A couple of months ago I was at a community lunch and found myself absorbed in a conversation with a theologian who also happens to be a priest. I was curious about a theological topic she obviously had spent time researching and held close to her heart; I asked if she didn’t mind telling me more about it. When her explanation drew to a close, I made the blunder of offering a contending perspective.
“That’s completely unfounded!” her resonant voice boomed before I had much of a chance to explain.
Having grown up with a professorial father who regularly made it his duty to ‘critically examine’ new ideas I was naive enough to disclose, the assertion that my claim was baseless caught me a little off-guard but did not offend me. Having lost my ‘foundation’ in the conversation with this person, my follow-up reaction was to laugh–quite heartily–and to exaggeratedly emphasize how discreditable my idea must be to the point where my interlocutor realized I risked bringing the mood of the discussion towards absurdity. It all happened in a matter of 15 seconds and somehow we all collectively (for there were bystanders too) managed to transition towards a new topic of interest. (Got to love community lunches!)
I hadn’t given this conversation much subsequent thought until I came across this article last night, which explains while at large we propose to admire and seek creativity but in fact and deed we simply do not. Recalling my ‘unfounded’ idea, I asked myself why did this theologian-priest prefer to discredit it immediately instead of entertaining, even for a brief moment, its potential value, maybe requesting further information, or, to be academic, a ‘defense’? Wanting to give her (and the universe at large) the benefit of the doubt, I shall fault my ownself not because I offered a contending idea to begin but rather because I took my interlocutor’s accusation of unfoundedness as a conversation stopper. What if I had instead chosen to read her exclamation as a challenge to defend or reveal myself? What if I had insisted to ‘found’ my view?

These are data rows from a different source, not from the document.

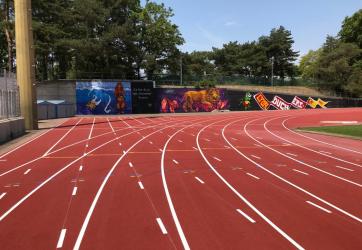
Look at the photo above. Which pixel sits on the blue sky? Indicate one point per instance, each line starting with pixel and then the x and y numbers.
pixel 211 23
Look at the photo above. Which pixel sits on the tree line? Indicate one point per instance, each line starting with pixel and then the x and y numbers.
pixel 337 65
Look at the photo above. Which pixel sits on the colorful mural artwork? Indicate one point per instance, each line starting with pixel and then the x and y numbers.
pixel 190 100
pixel 281 104
pixel 103 98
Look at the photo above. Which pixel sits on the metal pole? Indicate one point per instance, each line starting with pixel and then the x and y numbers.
pixel 272 80
pixel 6 95
pixel 25 63
pixel 181 80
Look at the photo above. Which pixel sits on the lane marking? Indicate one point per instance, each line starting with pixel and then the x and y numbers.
pixel 2 195
pixel 344 168
pixel 216 158
pixel 27 171
pixel 201 181
pixel 255 177
pixel 317 206
pixel 285 180
pixel 70 130
pixel 245 215
pixel 61 238
pixel 160 224
pixel 74 191
pixel 296 170
pixel 266 219
pixel 256 157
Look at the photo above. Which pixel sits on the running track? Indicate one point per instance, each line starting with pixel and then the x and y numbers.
pixel 211 181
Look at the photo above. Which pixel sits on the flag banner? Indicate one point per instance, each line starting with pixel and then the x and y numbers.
pixel 298 103
pixel 262 101
pixel 280 103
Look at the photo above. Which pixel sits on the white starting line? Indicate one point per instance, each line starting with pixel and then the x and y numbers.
pixel 245 215
pixel 74 191
pixel 61 238
pixel 301 172
pixel 160 224
pixel 216 158
pixel 201 181
pixel 27 171
pixel 2 195
pixel 345 168
pixel 255 177
pixel 317 206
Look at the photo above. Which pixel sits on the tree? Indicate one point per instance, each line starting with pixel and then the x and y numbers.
pixel 279 44
pixel 351 31
pixel 308 64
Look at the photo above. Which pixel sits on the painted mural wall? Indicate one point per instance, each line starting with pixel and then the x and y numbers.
pixel 103 98
pixel 176 100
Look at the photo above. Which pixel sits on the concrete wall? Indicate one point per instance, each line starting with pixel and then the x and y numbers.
pixel 11 128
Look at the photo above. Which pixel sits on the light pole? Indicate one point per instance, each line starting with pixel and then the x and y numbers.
pixel 25 66
pixel 272 78
pixel 181 83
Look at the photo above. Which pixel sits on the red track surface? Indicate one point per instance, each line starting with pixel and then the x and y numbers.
pixel 226 181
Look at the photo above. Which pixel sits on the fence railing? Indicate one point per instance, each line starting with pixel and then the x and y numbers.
pixel 9 96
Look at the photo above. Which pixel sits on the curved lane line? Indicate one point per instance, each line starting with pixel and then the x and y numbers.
pixel 285 180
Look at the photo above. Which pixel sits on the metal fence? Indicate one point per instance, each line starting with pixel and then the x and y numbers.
pixel 9 96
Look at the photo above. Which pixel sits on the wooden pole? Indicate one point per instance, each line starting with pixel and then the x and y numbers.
pixel 25 67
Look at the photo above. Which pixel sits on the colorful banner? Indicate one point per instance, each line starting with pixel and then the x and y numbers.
pixel 190 100
pixel 103 98
pixel 298 103
pixel 280 103
pixel 262 101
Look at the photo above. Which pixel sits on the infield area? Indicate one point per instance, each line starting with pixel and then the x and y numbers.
pixel 242 180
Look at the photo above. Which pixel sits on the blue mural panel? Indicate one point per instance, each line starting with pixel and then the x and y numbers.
pixel 104 97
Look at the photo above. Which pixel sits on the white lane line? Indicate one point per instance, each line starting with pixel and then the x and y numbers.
pixel 321 208
pixel 255 177
pixel 216 158
pixel 74 191
pixel 61 238
pixel 201 181
pixel 266 219
pixel 325 152
pixel 301 172
pixel 2 195
pixel 70 130
pixel 245 215
pixel 27 171
pixel 345 168
pixel 160 224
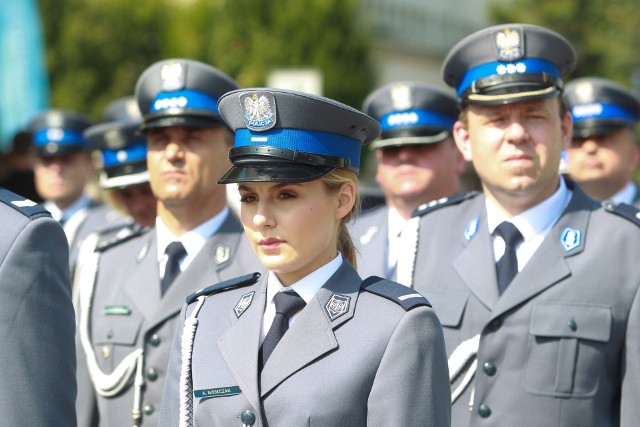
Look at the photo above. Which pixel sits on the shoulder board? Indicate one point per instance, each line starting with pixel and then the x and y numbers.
pixel 237 282
pixel 126 233
pixel 445 201
pixel 405 297
pixel 624 210
pixel 26 207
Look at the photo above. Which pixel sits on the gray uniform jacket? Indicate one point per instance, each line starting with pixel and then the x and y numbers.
pixel 561 346
pixel 368 361
pixel 128 313
pixel 37 325
pixel 370 234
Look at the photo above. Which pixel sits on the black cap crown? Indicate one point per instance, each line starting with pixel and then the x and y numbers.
pixel 56 132
pixel 599 106
pixel 288 136
pixel 411 113
pixel 181 92
pixel 509 63
pixel 123 148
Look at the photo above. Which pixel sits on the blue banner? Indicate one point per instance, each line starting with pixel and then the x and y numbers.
pixel 24 86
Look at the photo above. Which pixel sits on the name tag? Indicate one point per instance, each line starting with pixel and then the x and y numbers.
pixel 121 310
pixel 217 392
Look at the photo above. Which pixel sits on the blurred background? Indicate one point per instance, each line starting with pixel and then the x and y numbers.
pixel 82 54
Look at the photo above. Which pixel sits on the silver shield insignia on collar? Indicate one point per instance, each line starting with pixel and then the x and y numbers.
pixel 244 303
pixel 337 306
pixel 222 254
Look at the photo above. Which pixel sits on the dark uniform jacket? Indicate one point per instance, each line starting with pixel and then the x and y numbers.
pixel 367 360
pixel 128 314
pixel 561 346
pixel 37 326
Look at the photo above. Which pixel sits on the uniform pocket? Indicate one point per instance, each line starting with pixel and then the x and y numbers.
pixel 564 355
pixel 114 338
pixel 449 306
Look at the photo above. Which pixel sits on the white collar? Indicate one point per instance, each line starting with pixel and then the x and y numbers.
pixel 308 286
pixel 194 239
pixel 535 220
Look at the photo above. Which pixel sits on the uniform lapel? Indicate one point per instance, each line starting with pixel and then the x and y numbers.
pixel 475 264
pixel 311 336
pixel 217 253
pixel 549 266
pixel 239 346
pixel 143 286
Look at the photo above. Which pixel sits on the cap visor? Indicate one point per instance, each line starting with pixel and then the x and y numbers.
pixel 273 172
pixel 410 140
pixel 191 121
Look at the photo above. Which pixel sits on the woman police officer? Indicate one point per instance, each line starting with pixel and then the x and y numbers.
pixel 356 352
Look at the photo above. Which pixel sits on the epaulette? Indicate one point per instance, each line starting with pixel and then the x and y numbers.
pixel 624 210
pixel 445 201
pixel 127 233
pixel 405 297
pixel 26 207
pixel 237 282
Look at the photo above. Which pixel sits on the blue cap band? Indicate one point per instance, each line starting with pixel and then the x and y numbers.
pixel 412 118
pixel 184 99
pixel 131 153
pixel 601 111
pixel 59 136
pixel 324 143
pixel 526 65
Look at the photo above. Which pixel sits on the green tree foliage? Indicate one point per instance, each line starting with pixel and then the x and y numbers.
pixel 605 33
pixel 98 48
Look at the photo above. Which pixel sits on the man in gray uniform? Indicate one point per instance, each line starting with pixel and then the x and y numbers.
pixel 604 153
pixel 62 171
pixel 540 329
pixel 418 162
pixel 130 299
pixel 37 326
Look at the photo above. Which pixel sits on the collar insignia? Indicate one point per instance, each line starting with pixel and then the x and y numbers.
pixel 472 228
pixel 337 306
pixel 222 254
pixel 243 303
pixel 570 239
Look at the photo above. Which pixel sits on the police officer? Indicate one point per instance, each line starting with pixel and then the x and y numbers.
pixel 417 162
pixel 129 311
pixel 540 330
pixel 309 342
pixel 604 153
pixel 125 182
pixel 37 325
pixel 124 175
pixel 63 169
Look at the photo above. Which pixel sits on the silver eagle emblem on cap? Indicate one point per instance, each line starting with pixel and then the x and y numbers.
pixel 509 46
pixel 172 75
pixel 259 110
pixel 401 96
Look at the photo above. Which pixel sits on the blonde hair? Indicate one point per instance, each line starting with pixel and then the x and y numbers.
pixel 334 182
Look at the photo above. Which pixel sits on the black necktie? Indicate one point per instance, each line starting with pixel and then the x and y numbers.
pixel 175 252
pixel 287 303
pixel 507 266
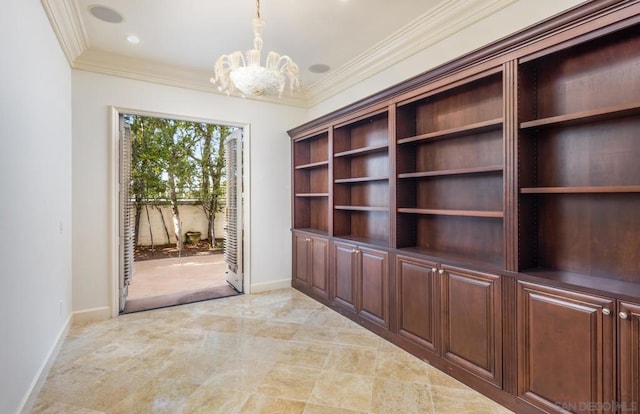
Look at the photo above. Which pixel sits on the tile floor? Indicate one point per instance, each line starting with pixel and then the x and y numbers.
pixel 279 352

As far as I know, we’re finite beings living in a finite world, and where there’s newness, creation and creativity, there’s an associated letting go and destruction of the old and established. Scary stuff.
Yet not so scary, I remind myself, when I remember that God oversees and infuses the process; and for God all things are possible. If you think about it, there’s a lot of bleep in the world you may like to see come to its end–I shall let you fill in the personal and political blanks.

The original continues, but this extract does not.